Overall, Harvard might admit about 5.5 percent of students who applied under early action and regular decision to the Class of 2016—a drop from last year’s record-low 6.2 percent.
If the admission rate does fall this year despite the slightly reduced applicant pool, it will be due to a new calculus in the admissions office centered on predicting the number of students accepted in the early round who will choose to come to Harvard.
Dean of Admissions and Financial Aid William R. Fitzsimmons ’67 said that those who were accepted in December under the early action program will be more likely to matriculate. “In the past, the yield for early admission students has been higher than the yield for people applying regular admissions—in fact, 15 to 20 points higher typically,” Fitzsimmons said.
Last year, 77 percent of students accepted—all regular decision, before the return of the early action program—decided to come to Cambridge. If early admits choose Crimson at the rate Fitzsimmons predicted, then as many as 92 to 97 percent of them might matriculate.
Fitzsimmons said he speculates that early action applicants may have a stronger interest in attending Harvard, thus leading to the higher yield rate for those students.
Bev Taylor, founder of college consulting practice The Ivy Coach, said the students she advises typically attend Harvard if they are admitted early. “When they apply early action to Harvard, yes, they go to Harvard,” she said.
Expecting these eager admits, Fitzsimmons said that his office will be conservative in the number of students it admits this year to avoid overcrowding.
Though Harvard has not yet announced the number of acceptance letters that will go in the mail on Thursday, the College will look to roughly replicate the size of this year’s freshman class—1,661.
Already, 772 acceptance letters for the Class of 2016 went out in December.
From this point, anyone with a pencil and paper can approximate the math going on in the admissions office.
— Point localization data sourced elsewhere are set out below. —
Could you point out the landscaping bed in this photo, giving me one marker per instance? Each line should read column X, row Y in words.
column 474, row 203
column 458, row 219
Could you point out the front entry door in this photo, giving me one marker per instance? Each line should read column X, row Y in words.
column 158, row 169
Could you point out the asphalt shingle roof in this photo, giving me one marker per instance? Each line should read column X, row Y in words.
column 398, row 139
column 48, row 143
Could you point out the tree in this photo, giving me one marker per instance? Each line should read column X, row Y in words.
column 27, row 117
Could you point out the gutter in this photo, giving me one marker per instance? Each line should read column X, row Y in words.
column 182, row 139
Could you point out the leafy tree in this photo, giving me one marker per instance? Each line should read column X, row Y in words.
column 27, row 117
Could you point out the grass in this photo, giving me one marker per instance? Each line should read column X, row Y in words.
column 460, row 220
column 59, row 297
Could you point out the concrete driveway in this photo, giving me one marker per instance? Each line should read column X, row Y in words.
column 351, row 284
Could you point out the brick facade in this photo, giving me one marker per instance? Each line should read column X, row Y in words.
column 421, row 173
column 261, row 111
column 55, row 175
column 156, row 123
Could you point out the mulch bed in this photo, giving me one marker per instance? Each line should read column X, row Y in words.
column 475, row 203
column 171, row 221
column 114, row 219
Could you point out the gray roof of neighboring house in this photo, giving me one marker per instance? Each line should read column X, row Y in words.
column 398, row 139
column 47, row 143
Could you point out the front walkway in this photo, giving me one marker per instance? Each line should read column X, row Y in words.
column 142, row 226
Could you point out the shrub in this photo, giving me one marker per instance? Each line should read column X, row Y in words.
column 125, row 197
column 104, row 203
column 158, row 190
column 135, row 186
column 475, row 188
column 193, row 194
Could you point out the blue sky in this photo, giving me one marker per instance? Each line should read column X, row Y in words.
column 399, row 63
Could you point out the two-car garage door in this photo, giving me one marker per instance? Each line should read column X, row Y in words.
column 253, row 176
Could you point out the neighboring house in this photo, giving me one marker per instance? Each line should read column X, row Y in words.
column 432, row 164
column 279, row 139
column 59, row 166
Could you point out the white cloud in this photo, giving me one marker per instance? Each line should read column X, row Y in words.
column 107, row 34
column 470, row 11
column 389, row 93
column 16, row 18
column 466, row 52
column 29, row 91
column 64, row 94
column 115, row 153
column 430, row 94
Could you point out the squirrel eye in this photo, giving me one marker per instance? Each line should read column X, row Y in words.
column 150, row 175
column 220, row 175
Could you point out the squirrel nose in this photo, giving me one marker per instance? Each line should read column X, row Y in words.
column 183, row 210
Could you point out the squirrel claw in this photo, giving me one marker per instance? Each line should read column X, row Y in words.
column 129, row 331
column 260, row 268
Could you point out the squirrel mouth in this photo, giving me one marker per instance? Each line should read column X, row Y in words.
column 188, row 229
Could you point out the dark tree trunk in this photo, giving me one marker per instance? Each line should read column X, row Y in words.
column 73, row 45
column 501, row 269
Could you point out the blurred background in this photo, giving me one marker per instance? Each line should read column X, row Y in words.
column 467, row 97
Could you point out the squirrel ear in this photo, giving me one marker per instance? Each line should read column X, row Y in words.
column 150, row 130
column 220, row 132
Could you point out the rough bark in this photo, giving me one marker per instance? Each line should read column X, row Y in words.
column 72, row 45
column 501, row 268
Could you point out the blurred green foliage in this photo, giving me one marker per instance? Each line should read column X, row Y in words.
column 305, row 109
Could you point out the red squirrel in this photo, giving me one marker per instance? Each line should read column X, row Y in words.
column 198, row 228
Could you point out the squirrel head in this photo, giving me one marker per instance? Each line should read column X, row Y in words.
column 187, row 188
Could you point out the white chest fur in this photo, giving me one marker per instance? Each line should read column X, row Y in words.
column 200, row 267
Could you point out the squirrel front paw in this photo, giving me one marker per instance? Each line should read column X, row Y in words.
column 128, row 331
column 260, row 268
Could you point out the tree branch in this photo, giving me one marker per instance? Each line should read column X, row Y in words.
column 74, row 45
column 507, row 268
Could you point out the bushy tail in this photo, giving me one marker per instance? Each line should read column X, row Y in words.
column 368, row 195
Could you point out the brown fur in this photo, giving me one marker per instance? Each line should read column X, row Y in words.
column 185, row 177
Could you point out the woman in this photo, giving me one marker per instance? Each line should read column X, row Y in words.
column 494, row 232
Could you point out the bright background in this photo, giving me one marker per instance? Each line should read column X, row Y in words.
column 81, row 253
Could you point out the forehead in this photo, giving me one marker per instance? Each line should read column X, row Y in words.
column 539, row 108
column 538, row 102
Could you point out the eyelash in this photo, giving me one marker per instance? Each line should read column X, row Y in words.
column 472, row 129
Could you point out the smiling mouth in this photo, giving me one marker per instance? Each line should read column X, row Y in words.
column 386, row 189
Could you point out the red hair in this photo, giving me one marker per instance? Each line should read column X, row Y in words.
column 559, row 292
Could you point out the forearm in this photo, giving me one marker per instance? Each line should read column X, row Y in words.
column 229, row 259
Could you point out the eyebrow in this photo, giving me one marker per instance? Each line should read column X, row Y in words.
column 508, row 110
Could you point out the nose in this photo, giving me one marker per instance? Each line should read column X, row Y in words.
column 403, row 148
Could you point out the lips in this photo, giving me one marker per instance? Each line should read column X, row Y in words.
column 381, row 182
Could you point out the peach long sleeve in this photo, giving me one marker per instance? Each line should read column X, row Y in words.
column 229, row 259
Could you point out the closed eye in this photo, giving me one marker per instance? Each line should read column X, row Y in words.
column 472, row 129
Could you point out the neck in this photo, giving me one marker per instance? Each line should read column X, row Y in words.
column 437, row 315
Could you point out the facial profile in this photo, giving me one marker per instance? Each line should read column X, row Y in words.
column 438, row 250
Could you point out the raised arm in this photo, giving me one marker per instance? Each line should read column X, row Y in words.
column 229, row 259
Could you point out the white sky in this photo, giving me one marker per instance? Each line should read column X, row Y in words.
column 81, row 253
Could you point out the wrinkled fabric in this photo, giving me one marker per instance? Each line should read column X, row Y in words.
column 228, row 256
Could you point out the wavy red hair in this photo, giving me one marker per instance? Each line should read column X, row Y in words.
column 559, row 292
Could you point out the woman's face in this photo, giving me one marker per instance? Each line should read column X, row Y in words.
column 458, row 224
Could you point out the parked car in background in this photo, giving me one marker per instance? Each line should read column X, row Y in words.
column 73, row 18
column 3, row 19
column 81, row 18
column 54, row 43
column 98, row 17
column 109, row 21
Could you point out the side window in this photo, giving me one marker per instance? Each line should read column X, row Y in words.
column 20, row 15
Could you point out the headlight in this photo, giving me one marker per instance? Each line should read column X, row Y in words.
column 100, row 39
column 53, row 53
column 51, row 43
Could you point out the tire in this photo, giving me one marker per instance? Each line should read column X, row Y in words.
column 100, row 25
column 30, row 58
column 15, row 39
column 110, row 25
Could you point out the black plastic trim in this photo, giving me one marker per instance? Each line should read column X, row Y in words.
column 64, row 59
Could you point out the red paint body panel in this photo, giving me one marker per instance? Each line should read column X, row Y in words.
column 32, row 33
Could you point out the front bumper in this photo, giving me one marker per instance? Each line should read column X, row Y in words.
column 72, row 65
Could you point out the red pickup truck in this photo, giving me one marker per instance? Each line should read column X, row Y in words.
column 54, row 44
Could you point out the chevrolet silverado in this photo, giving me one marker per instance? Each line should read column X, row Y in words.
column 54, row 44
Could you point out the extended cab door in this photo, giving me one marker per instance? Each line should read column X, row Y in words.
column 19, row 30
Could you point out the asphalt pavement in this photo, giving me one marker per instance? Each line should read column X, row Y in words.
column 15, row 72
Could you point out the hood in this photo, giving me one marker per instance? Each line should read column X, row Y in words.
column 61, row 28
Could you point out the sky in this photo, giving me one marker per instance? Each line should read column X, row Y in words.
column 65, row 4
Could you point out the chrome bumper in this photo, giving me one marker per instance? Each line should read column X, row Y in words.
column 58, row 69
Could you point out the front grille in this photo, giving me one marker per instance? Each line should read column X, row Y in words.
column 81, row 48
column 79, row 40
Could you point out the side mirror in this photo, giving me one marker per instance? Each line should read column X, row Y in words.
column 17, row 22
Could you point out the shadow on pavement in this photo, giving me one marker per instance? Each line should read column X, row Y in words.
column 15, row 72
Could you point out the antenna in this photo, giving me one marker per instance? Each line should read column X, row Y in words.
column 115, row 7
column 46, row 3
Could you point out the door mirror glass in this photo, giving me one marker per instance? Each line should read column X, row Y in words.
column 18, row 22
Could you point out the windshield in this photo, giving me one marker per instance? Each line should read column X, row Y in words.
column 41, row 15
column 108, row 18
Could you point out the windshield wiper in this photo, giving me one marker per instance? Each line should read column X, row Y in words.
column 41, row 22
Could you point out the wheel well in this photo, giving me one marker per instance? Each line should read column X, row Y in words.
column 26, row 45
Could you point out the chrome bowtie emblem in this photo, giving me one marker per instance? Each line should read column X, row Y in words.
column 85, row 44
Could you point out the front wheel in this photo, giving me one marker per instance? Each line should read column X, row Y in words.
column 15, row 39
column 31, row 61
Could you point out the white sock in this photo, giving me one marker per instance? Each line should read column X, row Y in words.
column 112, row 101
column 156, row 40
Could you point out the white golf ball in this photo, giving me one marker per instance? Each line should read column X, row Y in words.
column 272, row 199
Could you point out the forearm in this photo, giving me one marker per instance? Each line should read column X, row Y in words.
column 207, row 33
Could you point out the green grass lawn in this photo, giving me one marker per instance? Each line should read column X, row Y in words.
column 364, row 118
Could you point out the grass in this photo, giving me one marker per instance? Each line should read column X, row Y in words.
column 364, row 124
To be safe, assume that the admissions office, behaving cautiously, makes room for every student who has been accepted early to attend. That leaves about 900 freshman beds open to regular decision candidates. If the yield for that cycle is high as well—say 80 percent—Harvard can admit just over 1,100 more students on Thursday to count on 900 of them showing up.
In total, that means that about 1,900 acceptance letters will go out this year, plus perhaps more to waitlisted students after the first crop of accepted students make their decisions by May 1. Last year, Harvard initially accepted 2,158.
If the number of admitted students is indeed this small, the overall acceptance rate for the 34,285 students who sought admission this year would be 5.5 percent. But that number, already tiny, belies the even smaller odds that an applicant who is waiting for his decision on Thursday hears good news.
The 772 students who were selected in December were picked from a pool of 4,245, leading to an acceptance rate of 18 percent.
This time, 32,967—all regular applicants plus early candidates deferred to the regular round—are competing for just about 1,100 spots. In the regular cycle, a student’s chance of acceptance would be 3 percent based on these calculations.
That these numbers are so small is due to the renewed early action program. “I really believe that would tax on the overall acceptance rate,” Taylor said of early admissions.
But despite the daunting figures, Don McMillan, president of an educational consulting firm in Boston, predicted that students will keep applying to Harvard in similar numbers.
And that means the acceptance rate will not climb much higher. Michael Goran, director of IvySelect College Consulting, said, “There’s still a finite number of seats in a class and there’s a limitation to how much you can expand.”